Em maio de 2004 o presidente do Sindicato dos Metalúrgicos de São Paulo, Eleno José Bezerra, já falecido, encaminhou uma “Carta aberta ao companheiro Lula”, então presidente da República. Trechos dessa carta estão reproduzidos no livro de Evaldo Vieira, “A República Brasileira 1951-2010”, de 848 páginas, recentemente publicado pela Cortez Editora.
Depois de criticar supreendentemente a nomeação de dezenas de sindicalistas para cargos operacionais importantes nos ministérios (por falta de conhecimento deles da máquina administrativa), Eleno continuava: “Entendo também que herdamos uma situação muito difícil do governo anterior. Passamos boa parte do segundo mandato do governo passado criticando a política econômica ortodoxa, baseada em juros altos para supostamente manter a estabilidade econômica e pagar os juros da dívida, conforme determinado pelo FMI (...) Mas cadê a nova política econômica anunciada em seu programa de governo? Seu ministro da Fazenda, um médico honesto e tranquilo, parece refém de uma equipe econômica mais radical e ortodoxa do que a que foi derrotada nas urnas. Seu presidente do Banco Central é um ex- banqueiro extremante talentoso e competente – mas para garantir ganhos para os bancos, não para os cidadãos trabalhadores”.

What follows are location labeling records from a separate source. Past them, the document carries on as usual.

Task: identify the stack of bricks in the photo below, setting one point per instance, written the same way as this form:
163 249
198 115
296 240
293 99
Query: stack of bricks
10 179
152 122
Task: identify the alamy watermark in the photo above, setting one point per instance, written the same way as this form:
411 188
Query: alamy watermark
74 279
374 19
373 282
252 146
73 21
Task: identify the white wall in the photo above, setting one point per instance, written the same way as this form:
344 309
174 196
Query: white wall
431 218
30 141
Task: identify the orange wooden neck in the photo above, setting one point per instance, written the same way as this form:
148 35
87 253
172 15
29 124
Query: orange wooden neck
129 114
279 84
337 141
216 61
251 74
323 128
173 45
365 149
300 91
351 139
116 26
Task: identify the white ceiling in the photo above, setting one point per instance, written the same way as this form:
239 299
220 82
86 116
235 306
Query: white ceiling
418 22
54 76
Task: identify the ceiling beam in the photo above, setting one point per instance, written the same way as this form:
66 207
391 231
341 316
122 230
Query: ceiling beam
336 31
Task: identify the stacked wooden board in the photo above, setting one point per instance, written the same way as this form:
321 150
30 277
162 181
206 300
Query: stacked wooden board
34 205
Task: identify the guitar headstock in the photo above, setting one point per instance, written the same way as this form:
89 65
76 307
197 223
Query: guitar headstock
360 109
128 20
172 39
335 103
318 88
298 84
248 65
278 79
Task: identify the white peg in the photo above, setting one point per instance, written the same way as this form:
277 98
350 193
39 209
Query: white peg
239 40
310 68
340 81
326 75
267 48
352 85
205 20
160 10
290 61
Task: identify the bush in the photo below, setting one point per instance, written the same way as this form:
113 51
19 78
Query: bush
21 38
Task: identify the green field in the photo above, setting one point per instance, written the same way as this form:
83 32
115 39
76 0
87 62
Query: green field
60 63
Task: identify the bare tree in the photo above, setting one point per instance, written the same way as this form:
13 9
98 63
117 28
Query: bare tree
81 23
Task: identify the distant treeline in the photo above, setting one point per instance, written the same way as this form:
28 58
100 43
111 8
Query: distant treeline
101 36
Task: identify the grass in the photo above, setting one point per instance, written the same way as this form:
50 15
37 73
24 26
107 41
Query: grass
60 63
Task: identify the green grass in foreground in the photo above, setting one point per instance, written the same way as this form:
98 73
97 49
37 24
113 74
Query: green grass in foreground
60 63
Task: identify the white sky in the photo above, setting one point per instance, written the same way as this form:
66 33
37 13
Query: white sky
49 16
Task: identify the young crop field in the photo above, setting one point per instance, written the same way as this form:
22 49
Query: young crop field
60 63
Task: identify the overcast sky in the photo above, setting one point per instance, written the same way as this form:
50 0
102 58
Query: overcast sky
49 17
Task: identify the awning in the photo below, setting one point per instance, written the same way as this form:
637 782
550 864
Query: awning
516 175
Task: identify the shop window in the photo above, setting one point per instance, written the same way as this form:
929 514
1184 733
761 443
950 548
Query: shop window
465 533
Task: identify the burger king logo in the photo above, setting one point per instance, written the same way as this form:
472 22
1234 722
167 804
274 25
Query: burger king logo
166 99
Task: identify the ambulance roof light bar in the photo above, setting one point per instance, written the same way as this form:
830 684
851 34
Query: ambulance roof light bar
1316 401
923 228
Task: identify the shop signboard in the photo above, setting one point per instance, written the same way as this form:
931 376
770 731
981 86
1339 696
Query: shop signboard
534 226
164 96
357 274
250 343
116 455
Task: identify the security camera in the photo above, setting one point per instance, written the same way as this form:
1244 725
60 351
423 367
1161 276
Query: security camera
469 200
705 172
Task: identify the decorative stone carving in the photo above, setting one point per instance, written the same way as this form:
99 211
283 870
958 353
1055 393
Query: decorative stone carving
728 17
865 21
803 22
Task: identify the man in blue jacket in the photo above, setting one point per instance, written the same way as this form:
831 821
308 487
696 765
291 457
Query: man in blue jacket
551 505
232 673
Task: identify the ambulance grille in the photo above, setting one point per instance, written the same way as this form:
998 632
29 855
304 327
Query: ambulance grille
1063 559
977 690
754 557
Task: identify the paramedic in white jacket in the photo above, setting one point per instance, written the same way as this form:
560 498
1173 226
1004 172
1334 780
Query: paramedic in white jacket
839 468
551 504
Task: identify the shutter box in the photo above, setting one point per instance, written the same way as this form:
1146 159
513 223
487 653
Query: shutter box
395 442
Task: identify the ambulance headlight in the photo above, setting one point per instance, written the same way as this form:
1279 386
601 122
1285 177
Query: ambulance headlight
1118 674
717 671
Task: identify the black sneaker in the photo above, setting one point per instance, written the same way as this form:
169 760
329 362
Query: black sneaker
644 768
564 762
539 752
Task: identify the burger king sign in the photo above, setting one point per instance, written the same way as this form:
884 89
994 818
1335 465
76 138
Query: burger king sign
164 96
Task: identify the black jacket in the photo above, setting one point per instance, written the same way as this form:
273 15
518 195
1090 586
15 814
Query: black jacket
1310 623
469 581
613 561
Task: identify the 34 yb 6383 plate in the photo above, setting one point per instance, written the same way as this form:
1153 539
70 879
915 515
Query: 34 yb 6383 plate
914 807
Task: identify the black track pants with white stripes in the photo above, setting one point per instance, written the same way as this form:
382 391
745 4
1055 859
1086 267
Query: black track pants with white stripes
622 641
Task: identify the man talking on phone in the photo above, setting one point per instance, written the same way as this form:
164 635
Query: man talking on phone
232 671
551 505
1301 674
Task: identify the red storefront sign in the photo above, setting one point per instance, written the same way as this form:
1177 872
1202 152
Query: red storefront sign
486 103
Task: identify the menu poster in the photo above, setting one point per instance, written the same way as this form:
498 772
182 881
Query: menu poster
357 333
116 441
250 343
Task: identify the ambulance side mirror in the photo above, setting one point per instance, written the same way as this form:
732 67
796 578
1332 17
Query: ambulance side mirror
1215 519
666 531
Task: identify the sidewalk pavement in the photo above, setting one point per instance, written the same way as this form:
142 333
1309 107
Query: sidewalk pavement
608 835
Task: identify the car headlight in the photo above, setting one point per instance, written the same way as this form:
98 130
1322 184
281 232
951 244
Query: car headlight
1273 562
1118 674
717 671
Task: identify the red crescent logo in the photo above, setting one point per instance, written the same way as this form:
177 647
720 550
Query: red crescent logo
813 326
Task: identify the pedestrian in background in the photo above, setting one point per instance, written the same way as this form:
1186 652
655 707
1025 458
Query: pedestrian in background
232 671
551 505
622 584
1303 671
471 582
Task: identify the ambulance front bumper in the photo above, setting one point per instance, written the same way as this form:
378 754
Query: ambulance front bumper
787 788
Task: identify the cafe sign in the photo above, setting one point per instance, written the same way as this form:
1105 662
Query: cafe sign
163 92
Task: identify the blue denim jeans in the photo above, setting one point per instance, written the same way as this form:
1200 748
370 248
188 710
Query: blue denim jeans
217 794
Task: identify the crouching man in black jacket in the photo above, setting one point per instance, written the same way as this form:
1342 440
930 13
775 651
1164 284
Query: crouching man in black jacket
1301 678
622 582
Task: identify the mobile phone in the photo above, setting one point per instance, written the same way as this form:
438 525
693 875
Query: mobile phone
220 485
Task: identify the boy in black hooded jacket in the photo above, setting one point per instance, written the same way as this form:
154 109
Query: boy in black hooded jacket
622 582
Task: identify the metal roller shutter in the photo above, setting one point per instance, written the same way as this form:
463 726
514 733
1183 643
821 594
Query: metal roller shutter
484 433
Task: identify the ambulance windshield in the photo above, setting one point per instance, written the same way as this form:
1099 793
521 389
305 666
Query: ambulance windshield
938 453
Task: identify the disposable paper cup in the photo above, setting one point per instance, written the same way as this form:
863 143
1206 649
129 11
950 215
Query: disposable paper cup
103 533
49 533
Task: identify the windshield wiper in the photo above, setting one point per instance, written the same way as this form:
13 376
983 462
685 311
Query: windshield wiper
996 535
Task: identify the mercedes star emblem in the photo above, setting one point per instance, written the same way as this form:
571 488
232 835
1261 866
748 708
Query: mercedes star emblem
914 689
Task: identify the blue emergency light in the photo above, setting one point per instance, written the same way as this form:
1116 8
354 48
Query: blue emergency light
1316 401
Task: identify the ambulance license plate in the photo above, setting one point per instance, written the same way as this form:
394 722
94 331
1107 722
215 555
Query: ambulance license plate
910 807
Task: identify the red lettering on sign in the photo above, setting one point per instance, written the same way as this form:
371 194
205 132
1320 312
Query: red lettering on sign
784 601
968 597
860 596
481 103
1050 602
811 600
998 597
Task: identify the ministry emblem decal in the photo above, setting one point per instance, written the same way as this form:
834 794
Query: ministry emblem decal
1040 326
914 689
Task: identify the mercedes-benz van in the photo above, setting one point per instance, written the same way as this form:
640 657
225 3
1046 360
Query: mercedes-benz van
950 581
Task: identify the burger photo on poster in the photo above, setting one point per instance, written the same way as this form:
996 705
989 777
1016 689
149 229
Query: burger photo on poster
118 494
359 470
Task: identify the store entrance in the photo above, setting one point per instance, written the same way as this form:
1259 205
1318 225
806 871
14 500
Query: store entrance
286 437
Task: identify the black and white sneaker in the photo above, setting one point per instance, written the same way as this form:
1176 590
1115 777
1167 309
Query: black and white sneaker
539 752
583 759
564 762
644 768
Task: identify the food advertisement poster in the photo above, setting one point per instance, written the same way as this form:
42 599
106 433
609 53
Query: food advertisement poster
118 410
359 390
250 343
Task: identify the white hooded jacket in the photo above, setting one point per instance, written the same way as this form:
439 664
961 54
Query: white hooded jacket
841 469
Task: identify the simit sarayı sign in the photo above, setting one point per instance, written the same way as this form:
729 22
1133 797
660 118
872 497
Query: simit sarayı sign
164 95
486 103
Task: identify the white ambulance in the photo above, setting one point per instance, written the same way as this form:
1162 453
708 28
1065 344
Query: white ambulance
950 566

A história, desde 2004 é conhecida por todos, com suas marchas, contramarchas e reviravoltas. Havia razões nas críticas de Eleno? E quais? Mas, quero ressaltar duas coisas.
Em primeiro lugar a persistência do poder dos rentistas de 2004 até hoje, afirmado seja como resistência, seja como imposição.
Em segundo lugar, e isso deve nos servir de lição, o tom elegante da carta de Eleno, firme nas críticas, mas sereno na forma. Para ser contundente não é preciso “perder la ternura”.